一実施態様において、検出及び/又は定量化は、免疫学的方法によって行われる。この方法は、バイオマーカーに特異的に結合することができる抗体、又は、そのフラグメントに依拠してよい。好適な免疫学的方法を挙げると、サンドイッチELISAなどのサンドイッチ免疫測定法(この方法では、バイオマーカー上の異なるエピトープを認識する2つの抗体を使用してバイオマーカーの検出が行われる。)、放射性免疫測定法(RIA)、直接法、間接法、若しくは競合法の酵素結合免疫吸着検定法(ELISA)、酵素免疫測定法(EIA)、蛍光免疫測定法(FIA)、ウエスタンブロッティング法、免疫沈降法、免疫組織化学法、及び任意の粒子ベース免疫測定法(例えば、金、銀、若しくはラテックス粒子、磁性粒子、又はQdotを使用するもの)がある。免疫学的方法は、例えば、マイクロタイタープレートフォーマット、又はストリップフォーマットで行われてよい。 In one embodiment, detection and / or quantification is performed by immunological methods. This method may rely on antibodies, or fragments thereof, that can specifically bind to the biomarker. Suitable immunological methods include sandwich immunoassays such as sandwich ELISA (in this method, detection of the biomarker is performed using two antibodies that recognize different epitopes on the biomarker), radioactivity. Immunoassay (RIA), direct, indirect, or competitive enzyme-linked immunosorbent assay (ELISA), enzyme immunoassay (EIA), fluorescence immunoassay (FIA), Western blotting, immunoprecipitation , Immunohistochemistry, and any particle-based immunoassay (eg, using gold, silver, or latex particles, magnetic particles, or Qdot). The immunological method may be performed, for example, in a microtiter plate format or a strip format.

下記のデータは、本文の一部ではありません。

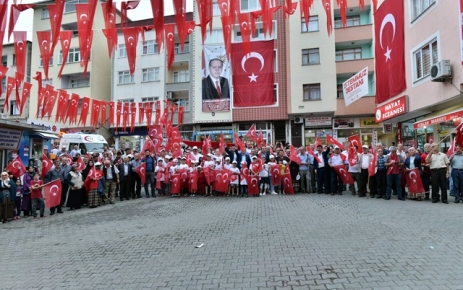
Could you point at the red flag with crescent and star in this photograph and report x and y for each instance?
(414, 183)
(52, 192)
(389, 50)
(341, 171)
(47, 165)
(16, 167)
(253, 74)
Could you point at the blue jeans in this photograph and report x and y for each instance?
(393, 180)
(150, 179)
(457, 177)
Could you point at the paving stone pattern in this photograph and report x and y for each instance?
(306, 241)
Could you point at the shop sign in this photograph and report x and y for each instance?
(439, 119)
(46, 126)
(318, 121)
(355, 87)
(343, 123)
(392, 109)
(10, 138)
(368, 122)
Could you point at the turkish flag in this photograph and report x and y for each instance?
(52, 192)
(275, 171)
(287, 183)
(16, 167)
(343, 174)
(331, 140)
(47, 165)
(169, 30)
(355, 141)
(389, 50)
(253, 74)
(84, 111)
(65, 37)
(157, 8)
(55, 11)
(329, 16)
(72, 109)
(253, 184)
(414, 183)
(44, 42)
(252, 134)
(20, 50)
(175, 183)
(459, 136)
(372, 165)
(11, 83)
(293, 155)
(239, 143)
(131, 40)
(25, 93)
(141, 171)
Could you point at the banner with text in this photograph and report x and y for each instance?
(355, 87)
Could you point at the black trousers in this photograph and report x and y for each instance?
(135, 185)
(125, 188)
(438, 179)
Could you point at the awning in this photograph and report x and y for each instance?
(438, 119)
(45, 135)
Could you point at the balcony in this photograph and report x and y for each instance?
(363, 106)
(353, 33)
(347, 67)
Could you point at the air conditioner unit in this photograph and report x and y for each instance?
(298, 120)
(441, 71)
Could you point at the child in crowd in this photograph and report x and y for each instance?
(37, 196)
(17, 199)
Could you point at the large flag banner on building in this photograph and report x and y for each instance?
(215, 84)
(253, 78)
(389, 50)
(355, 87)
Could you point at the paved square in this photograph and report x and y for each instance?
(307, 241)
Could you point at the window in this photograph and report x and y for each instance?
(425, 58)
(310, 56)
(348, 54)
(80, 83)
(150, 74)
(49, 64)
(45, 14)
(181, 76)
(249, 5)
(353, 20)
(14, 111)
(150, 47)
(178, 49)
(125, 78)
(420, 6)
(69, 6)
(216, 36)
(313, 24)
(340, 92)
(73, 56)
(311, 92)
(122, 50)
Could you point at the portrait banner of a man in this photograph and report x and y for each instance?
(215, 84)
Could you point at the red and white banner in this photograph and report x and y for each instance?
(253, 74)
(355, 87)
(389, 50)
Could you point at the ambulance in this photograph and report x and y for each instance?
(88, 143)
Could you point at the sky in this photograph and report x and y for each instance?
(143, 11)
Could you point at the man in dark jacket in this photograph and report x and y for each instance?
(125, 170)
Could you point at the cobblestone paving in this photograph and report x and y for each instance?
(305, 241)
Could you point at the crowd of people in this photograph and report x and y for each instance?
(115, 174)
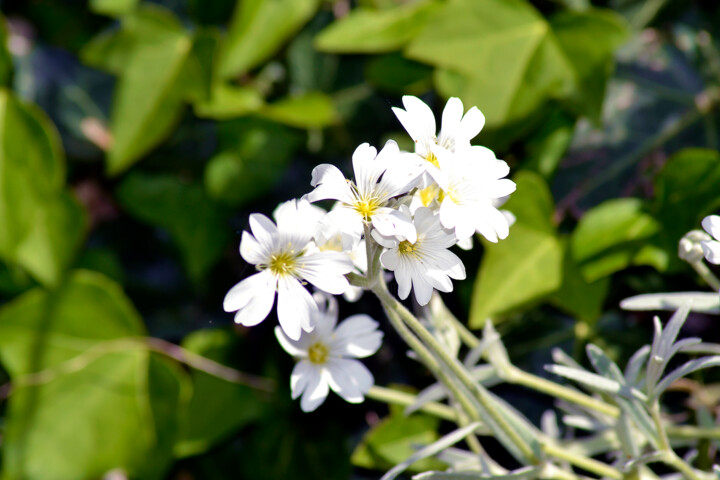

一実施態様において、検出及び/又は定量化は、免疫組織化学的な方法によって行われる。
本発明による免疫学的方法は、例えば、以下の方法のいずれかに基づくものでよい。
免疫沈降法は最も単純な免疫測定法であり、この方法では、試薬抗体が試料とともにインキュベートされて、その中に存在する標的抗原と反応し、不溶性の凝集物を形成した後に生じる沈降物の量を測定する。免疫沈降反応は、定性的でも定量的でもよい。
粒子免疫測定法においては、いくつかの抗体が粒子につながれ、粒子は多くの抗原分子に同時に結合することができる。これは、認識できる反応の速度を大きく加速する。この方法は、バイオマーカーの迅速かつ高感度な検出を可能にする。
In one embodiment, detection and / or quantification is performed by immunohistochemical methods.
The immunological method according to the present invention may be based, for example, on any of the following methods.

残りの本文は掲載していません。